Vimukthi’s latest creation is yet to release. But, it has already made its debut in Cannes. The video they have posted on various online video sites like Youtube, created storm all over India. Actress Paoli Dam, who has compared herself with Binoche, has been interviewed by national and regional media for her prolonged nude performance. Her reply to this question was satisfactory. Nudity as a form of art is an acceptable concept worldwide and has been in use since the days of French New Wave. Then why she would not be able to do that? Just because she is an Indian? Right she is.
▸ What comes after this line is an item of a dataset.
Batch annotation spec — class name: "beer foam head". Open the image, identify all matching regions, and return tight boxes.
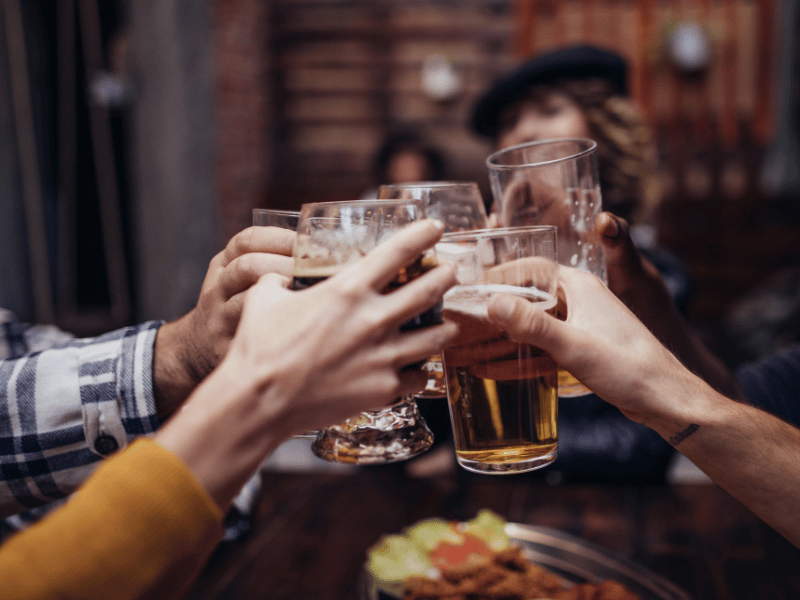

But after that what she started saying was completely beyond understanding and also humiliating for Indians. Paoli was more than confident and firmly answered to the questions asked by the journalists. (I am talking about an exclusive interview in a Bengali daily). But some things went wrong afterwards. In an answer, she mentioned that ‘Indian audience does not tend to watch international movies’! (Then who goes to watch Kolkata or Goa Film Festivals, Almighty knows!) Her contemptuous reaction towards the audience of her own country has startled the film buffs. This is the point, when her attitude has begun to be in question.
Well, if she would have stopped there, it was better. But, she did not.
Paoli thereafter began to explain, she has been born and raised in a liberal family and is watching international movies. This is very good attitude, no doubt. But, when she was asked to mention 2 or 3 of her favourite international directors who has used nudity as an art form, she confidently mentioned 2 names who had never used or very slightly used (not in a purpose to serve aesthetics) nudity instead of Godard or Passolini. Alfred Hitchcock has once used a partially nude scene (Frenzy) for one or two minutes perhaps for the purpose to describe a rape scene. Bergman has never vividly used any nude scene to serve his purpose. But, Paoli has confidently mentioned these two names where there were plenty of options! Godard or Passolini are old buffs. If she tends to watch international cinema intently, she should have at least mentioned today’s Amos Gitai or Bernardo Bertolucci. They are worldwide acclaimed film directors who use nudity as an art form. Lars Von Trier or Michael Haneke is comparatively new in the genre. Paoli’s answer has clearly startled the Bengal film buffs. Instead of that, Alfred Hitchcock and Ingmar Bergman? Well, this was clearly not expected from an international movie watcher!
 Anyway, best wishes to ‘Chhatrak’ (Mushroom).